そんなとき、みなさんは必ず妙な違和感を覚えることだろう。泥の中に足を踏み入れたような、空気が一瞬よどむようなあの感覚。

以前、ネットでも話題になったが、この感覚は「エスカレータ効果」等の名前で研究対象となっており、脳の運動を司る部分がエスカレータが動いているかのように重心を勝手に移動してしまうがために起こる、と説明されている。
要は「エスカレーターは動くもの」と脳が決めつけているがゆえに、変な感覚になるらしい。

日本ではさほど多くないこの停止中のエスカレーターを歩く、というシチュエーションだが、実は海外では日常茶飯事である。

私の住む上海も例外ではなく、日常生活の中で、止まっているエスカレーターを通らない日はないといっても過言ではない。
おそらく電気代節約の意図が大きいのだろうが、比較的人が少ない時間帯になるとエスカレーターはだいたい止まる。例えば、私が通っている語学学校は築20年強の古いビルなのだが、朝10時までと、夜20時以後、エスカレーターは止まっている。
また、雨が降っているときなど、外に設置されたエスカレーターはかなりの確率で止まる。すべりやすい等、安全上の事情があるのだろうが、別に通行できないわけではないので、みなその上を普通に歩いている(このへんの鷹揚さが海外)。

▲結構止まっていることが多い海外のエスカレーター

上海生活もそこそこ長くなって来た昨今、気づいたことがある。
昔ほど、止まっているエスカレーターを歩くときの違和感を覚えなくなっているのだ。もちろん完全に無くなっているわけではない。しかし、明らかに日本にいた時に比べると弱くなっている。
日本にいたときが「有明海の泥に足を踏み入れた感じ」だとすると「もずく酢に足を踏み入れたくらい」には軽減している。もずく酢に足をいれてはいけません。

もしや脳が「エスカレーターは動くもの」と、あまり思わなくなっているのかもしれない。この調子で行けば、完全にあの違和感を克服できるかもしれない。

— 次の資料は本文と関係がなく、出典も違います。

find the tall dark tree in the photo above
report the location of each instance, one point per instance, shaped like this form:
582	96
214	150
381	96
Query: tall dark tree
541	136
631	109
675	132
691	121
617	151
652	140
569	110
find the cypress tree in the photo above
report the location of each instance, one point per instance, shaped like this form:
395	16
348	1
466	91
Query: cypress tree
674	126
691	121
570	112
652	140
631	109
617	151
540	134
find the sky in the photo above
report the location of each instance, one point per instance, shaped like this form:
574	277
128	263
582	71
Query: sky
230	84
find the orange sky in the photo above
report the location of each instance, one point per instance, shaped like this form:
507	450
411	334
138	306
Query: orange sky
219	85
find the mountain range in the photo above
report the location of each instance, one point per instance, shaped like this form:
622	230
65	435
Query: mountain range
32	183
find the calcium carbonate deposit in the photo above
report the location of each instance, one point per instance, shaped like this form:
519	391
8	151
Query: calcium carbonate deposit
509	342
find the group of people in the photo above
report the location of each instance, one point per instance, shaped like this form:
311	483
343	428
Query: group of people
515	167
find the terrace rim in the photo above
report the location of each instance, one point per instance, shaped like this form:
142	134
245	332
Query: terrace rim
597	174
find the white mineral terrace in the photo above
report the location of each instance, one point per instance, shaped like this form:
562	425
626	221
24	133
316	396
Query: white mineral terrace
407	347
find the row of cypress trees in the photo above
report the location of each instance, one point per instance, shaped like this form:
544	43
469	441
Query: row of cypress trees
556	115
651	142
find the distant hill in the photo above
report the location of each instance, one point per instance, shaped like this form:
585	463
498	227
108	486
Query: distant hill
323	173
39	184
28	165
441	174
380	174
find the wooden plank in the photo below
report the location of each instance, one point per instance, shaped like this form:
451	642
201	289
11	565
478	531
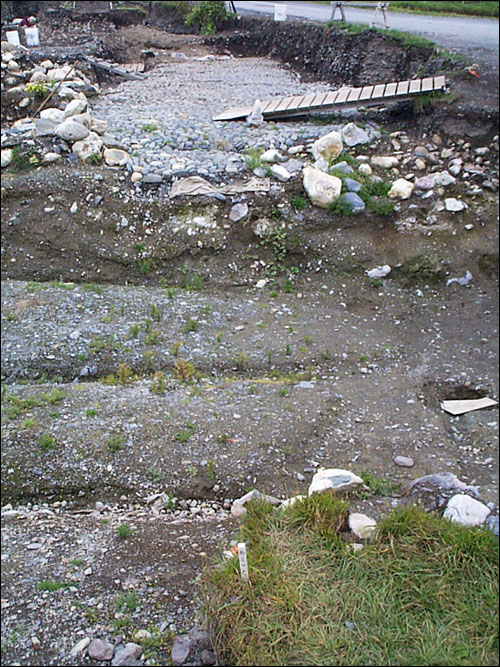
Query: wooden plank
354	95
390	89
284	103
366	93
272	107
427	84
439	82
342	96
318	100
295	102
415	86
306	102
378	91
402	88
233	113
330	98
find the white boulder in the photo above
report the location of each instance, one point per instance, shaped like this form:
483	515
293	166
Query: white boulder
53	114
88	147
334	479
386	162
75	107
71	130
280	173
322	189
115	157
353	135
6	157
401	189
328	147
466	510
361	525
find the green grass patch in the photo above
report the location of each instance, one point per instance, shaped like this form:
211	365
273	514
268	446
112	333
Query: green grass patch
424	591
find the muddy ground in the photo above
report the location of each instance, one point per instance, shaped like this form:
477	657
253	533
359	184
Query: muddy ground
138	362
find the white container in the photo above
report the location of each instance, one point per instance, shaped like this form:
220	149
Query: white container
13	37
280	12
32	36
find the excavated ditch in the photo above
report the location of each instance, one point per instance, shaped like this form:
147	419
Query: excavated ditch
142	359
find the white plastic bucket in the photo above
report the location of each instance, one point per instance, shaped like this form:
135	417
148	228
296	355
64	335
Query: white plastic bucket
280	12
13	37
32	36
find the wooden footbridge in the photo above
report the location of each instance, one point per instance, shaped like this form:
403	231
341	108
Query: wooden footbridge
345	97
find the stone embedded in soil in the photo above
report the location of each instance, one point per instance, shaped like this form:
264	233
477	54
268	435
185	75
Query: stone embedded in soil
334	479
100	649
322	189
404	461
466	510
180	649
124	655
361	525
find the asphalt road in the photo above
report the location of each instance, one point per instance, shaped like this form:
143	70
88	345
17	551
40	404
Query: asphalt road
472	36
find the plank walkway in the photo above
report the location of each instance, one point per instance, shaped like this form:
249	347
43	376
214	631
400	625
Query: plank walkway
127	70
363	96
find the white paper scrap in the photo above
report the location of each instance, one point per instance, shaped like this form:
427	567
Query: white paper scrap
242	555
463	406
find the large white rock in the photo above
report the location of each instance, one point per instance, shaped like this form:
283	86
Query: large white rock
48	158
328	147
280	173
443	178
334	479
115	157
353	135
238	508
71	130
401	189
465	510
322	189
98	125
361	525
386	162
452	204
53	114
88	147
6	156
75	107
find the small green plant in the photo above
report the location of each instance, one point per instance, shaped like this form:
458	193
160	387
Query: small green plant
128	600
115	444
123	531
155	313
298	202
46	442
158	384
185	433
134	330
186	372
191	326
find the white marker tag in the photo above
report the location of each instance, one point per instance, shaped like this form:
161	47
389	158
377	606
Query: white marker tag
242	555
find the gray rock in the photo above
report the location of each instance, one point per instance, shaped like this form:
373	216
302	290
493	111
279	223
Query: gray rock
353	135
466	510
492	523
353	201
180	649
343	168
352	185
126	654
404	461
100	649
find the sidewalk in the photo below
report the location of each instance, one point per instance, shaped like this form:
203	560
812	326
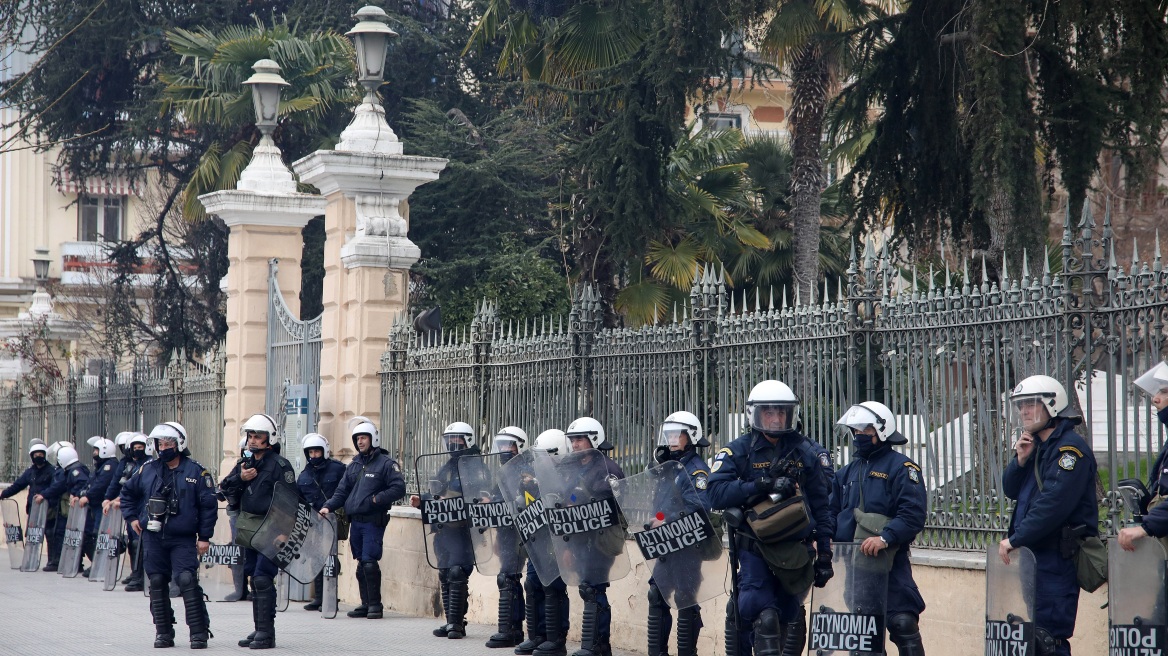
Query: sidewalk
43	614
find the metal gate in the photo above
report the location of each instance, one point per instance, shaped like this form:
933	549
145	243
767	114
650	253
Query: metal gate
293	368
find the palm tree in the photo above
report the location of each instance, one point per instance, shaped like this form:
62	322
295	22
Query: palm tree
812	40
210	93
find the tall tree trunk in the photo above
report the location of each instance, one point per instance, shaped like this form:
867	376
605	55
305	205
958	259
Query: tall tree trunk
810	81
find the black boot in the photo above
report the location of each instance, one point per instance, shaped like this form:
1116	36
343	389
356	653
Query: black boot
655	626
532	604
555	607
689	625
263	614
509	635
373	587
444	583
318	591
459	592
197	620
241	585
161	612
363	609
794	634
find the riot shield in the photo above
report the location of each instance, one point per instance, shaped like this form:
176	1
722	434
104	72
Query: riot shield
673	532
13	532
34	538
444	525
847	615
521	492
75	536
328	595
582	514
1135	598
1009	601
111	549
222	558
293	536
493	535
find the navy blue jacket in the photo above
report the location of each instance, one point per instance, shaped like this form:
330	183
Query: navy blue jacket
1068	496
35	479
194	487
370	486
319	483
739	463
122	473
104	470
71	480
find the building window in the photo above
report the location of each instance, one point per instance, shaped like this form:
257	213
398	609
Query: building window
723	121
101	218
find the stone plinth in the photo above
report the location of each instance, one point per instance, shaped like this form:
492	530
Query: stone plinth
367	259
264	225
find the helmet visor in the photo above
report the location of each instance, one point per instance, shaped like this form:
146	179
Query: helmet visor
772	417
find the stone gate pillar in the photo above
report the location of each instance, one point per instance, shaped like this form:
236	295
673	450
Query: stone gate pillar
367	181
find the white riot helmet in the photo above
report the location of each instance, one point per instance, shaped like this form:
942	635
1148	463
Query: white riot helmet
105	448
67	455
877	416
1049	393
262	424
678	423
510	435
167	431
314	440
363	426
459	430
772	395
553	441
1154	379
590	428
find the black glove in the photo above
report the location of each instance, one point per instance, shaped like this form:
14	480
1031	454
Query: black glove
824	571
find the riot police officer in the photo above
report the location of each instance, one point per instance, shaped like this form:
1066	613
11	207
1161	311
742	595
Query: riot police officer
69	481
546	607
583	434
251	484
372	483
774	461
452	548
318	483
509	442
134	456
104	452
1155	521
1052	479
887	482
171	503
680	438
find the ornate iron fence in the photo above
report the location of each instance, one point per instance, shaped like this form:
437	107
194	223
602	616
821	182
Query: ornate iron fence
943	353
109	402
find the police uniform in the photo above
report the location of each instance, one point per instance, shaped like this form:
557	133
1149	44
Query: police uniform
67	481
255	497
689	620
1065	497
731	484
891	484
189	495
372	483
317	484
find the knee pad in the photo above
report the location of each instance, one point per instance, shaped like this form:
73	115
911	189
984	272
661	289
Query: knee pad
186	580
769	622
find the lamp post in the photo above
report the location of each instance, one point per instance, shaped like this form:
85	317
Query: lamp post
369	132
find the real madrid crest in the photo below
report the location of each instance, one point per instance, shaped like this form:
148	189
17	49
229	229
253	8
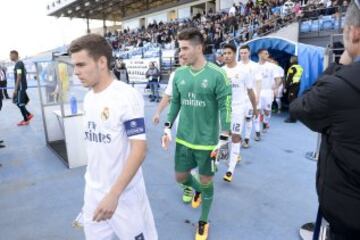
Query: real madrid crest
105	114
204	83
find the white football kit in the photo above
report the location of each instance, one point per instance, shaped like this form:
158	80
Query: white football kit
240	82
266	74
112	118
251	68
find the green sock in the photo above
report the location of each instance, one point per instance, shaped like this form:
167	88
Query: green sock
192	182
207	194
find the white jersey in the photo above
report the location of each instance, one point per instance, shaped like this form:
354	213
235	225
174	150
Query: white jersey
251	68
240	82
112	118
266	74
168	90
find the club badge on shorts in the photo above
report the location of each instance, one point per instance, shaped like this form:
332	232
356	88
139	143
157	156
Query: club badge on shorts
140	237
105	114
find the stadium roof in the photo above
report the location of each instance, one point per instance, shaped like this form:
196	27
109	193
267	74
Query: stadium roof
113	10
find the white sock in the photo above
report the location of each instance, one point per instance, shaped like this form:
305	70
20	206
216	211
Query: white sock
248	127
257	124
267	118
235	153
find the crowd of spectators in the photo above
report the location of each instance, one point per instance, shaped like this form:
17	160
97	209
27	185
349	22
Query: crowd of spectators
242	21
239	23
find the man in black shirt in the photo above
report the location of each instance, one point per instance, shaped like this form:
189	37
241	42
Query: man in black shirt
3	83
20	97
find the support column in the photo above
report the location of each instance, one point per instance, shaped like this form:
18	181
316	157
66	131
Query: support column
87	25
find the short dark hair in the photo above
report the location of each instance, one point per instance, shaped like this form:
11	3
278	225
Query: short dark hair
95	45
245	46
261	50
230	46
191	34
14	52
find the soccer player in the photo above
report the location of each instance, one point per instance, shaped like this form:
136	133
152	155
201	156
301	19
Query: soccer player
242	88
20	97
279	78
202	92
250	67
115	199
187	191
266	86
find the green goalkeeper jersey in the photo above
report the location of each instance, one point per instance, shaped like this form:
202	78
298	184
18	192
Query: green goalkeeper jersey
202	96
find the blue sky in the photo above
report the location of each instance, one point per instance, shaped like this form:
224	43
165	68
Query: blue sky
25	27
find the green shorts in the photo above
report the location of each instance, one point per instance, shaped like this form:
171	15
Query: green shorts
187	159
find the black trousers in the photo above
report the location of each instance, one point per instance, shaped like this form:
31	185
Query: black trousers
293	91
3	84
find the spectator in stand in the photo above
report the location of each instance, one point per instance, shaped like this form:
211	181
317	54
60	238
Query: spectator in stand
120	71
153	75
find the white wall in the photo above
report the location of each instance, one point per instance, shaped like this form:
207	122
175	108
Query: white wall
132	24
224	4
159	17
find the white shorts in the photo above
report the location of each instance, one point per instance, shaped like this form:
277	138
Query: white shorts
266	100
237	119
280	90
133	218
249	111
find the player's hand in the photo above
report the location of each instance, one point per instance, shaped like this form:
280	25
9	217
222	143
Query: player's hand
156	118
223	140
106	208
166	138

そこで、我が脳に対して、エスカレーターは動いているときばかりではなく止まっていることもあるんだよ、と厳しく覚え込ませるべく、止まっているエスカレーターを集中的に歩く特訓をしてみた。

週末の朝、幸いなことに外は雨。普段なら外にあるエスカレーターはかなりの確率で止まっている。案の定、近所のエスカレータ付き歩道橋に行ってみるとがっつり停止中。素晴らしい。私以外の人は誰も素晴らしいと思ってないけど。

意を決してエスカレーターに一歩目を踏み出す。う……ん。まだちょっと違和感がある。足が重くなるあの感覚は完全にはなくなってはいない。
脳のやつめ、まだこいつが絶えず動く階段だと思っていやがる。こんなに日常的に止まっているのに。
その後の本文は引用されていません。